Of course, most Americans prefer low prices. But the Fed has reason to worry when inflation remains consistently below its target level. Their main concern is that when businesses and consumers expect inflation to be kept at extremely low levels of inflation, they consider them in decisions such as how much they are willing to spend or increase their wages. Why spend or pay more now if prices are not likely to go up or down?
Powell warned on Wednesday that such low expectations are rooted, which is difficult to dislodge. The central banks of Japan and Europe have reduced their interest rates in negative territory – which means that state bondholders are losing money – in the desperate efforts to accelerate growth and prices.
"You do not want to fall behind and let inflation fall below 2%," Powell said Wednesday before the Senate Banking Committee, the second of his two-day testimony.
However, according to the Fed's preferred inflation gauge, it has been below 2% for almost seven years since the central bank chose this target.
At the May 1 press conference, Powell described the drop in inflation since the beginning of the year as a "spike", with trends such as falling clothing prices. But in his testimony before Congress this week, he acknowledged "the risk that inflation will be weak and even more persistent than expected".
Economists point to a series of factors that keep inflation at extremely low levels. Globalization has enabled the production of many goods in low-wage countries, thus reducing costs. The so-called "Amazon effect" of online shopping, which allows for real-time price comparisons, has made it difficult for retailers to charge more.
Fewer workers belong to unions and therefore have less bargaining power to demand higher wages. And by some measures, the US labor force is, on average, less efficient: productivity growth, which measures output per hour worked, has remained notoriously low during expansion. This has prompted companies to increase their wages.
Powell and other Fed officials have expressed the hope that a rate cut would make it cheaper to borrow and buy a house or car or to do business. 39, other purchases, which would accelerate the economy. Faster economic growth could push inflation up, at least slightly.

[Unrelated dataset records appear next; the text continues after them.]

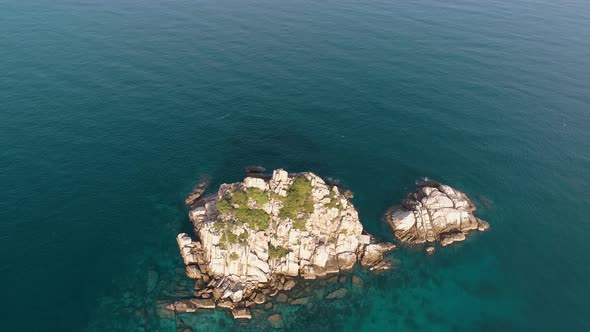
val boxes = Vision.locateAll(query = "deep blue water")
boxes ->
[0,0,590,331]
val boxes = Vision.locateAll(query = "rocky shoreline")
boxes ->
[173,169,395,319]
[385,181,490,246]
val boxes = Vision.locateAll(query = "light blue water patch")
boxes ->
[0,0,590,331]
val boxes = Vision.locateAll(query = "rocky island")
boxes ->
[176,169,395,319]
[385,181,489,246]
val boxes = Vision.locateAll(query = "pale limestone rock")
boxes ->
[244,177,266,190]
[386,181,489,246]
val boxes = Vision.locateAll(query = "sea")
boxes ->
[0,0,590,332]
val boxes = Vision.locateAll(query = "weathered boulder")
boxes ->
[177,169,395,316]
[385,181,489,246]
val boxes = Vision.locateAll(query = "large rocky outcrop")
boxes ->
[385,181,489,246]
[176,169,395,318]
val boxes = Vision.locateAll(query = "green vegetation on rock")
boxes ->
[293,219,305,231]
[279,177,313,220]
[217,198,232,214]
[268,244,289,258]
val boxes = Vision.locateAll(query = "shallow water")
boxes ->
[0,0,590,331]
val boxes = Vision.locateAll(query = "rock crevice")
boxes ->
[176,169,395,318]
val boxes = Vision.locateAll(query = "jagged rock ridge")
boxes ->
[385,181,489,246]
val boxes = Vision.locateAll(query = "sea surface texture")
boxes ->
[0,0,590,332]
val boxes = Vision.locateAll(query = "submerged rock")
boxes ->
[326,288,348,300]
[385,181,489,246]
[177,169,395,317]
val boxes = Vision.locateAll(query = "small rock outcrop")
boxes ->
[385,181,489,245]
[176,169,395,318]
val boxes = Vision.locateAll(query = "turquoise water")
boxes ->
[0,0,590,331]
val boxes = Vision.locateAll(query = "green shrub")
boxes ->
[268,244,289,258]
[217,198,232,214]
[279,177,313,220]
[326,192,342,211]
[248,188,268,205]
[293,219,305,231]
[231,191,248,208]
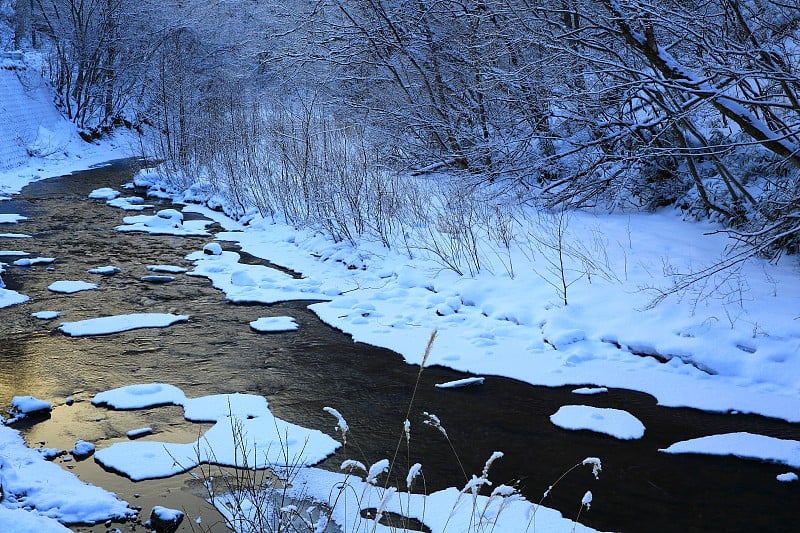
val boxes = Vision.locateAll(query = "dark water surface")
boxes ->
[0,161,800,532]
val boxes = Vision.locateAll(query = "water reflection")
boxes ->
[0,162,800,532]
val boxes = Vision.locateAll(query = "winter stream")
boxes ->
[0,161,800,533]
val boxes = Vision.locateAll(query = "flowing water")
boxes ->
[0,160,800,532]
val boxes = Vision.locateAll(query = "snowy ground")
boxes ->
[0,54,800,531]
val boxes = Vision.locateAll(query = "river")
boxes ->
[0,160,800,532]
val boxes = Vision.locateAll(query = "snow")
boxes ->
[87,265,121,276]
[11,396,53,415]
[659,432,800,468]
[0,426,136,531]
[152,505,183,522]
[116,209,212,236]
[435,377,486,389]
[550,405,645,440]
[69,440,95,458]
[147,265,187,274]
[47,280,98,294]
[0,286,30,309]
[0,45,800,531]
[177,206,800,421]
[106,196,155,211]
[0,508,71,533]
[125,427,153,440]
[0,213,28,224]
[13,257,56,267]
[250,316,299,333]
[92,383,186,410]
[89,187,120,200]
[214,463,594,533]
[572,387,608,394]
[31,311,61,320]
[58,313,189,337]
[92,384,340,481]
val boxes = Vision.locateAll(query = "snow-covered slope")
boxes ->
[0,59,75,171]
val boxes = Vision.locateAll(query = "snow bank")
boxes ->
[0,426,136,531]
[550,405,644,440]
[58,313,189,337]
[92,383,340,481]
[659,432,800,468]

Higher inflation offers some advantages. This helps to lubricate the workings of the economy: people are more likely to buy something they worry that it will cost more later. Businesses are more likely to raise their wages to cope with higher prices, making debt repayment easier.
Nevertheless, further Fed rate cuts carry risks: some Fed officials warned at its last meeting in June that a rate cut could help fuel a bubble in the stock market. This is because lower interest rates would likely encourage more and more investors to abandon low-yield bonds and seek higher equity returns.
But overall, there is a rare bipartisan agreement on the need for the Fed to lower its benchmark rate.
Larry Kudlow, one of the White House's top economic advisers, congratulated Ocasio-Cortez of Fox News Channel's Fox & Friends for challenging Powell's Fed belief that a low unemployment rate would accelerate the pace of the economy. ;inflation.
"I have to get rid of the situation – Mrs AOC has somehow nailed the problem," conceded Kudlow.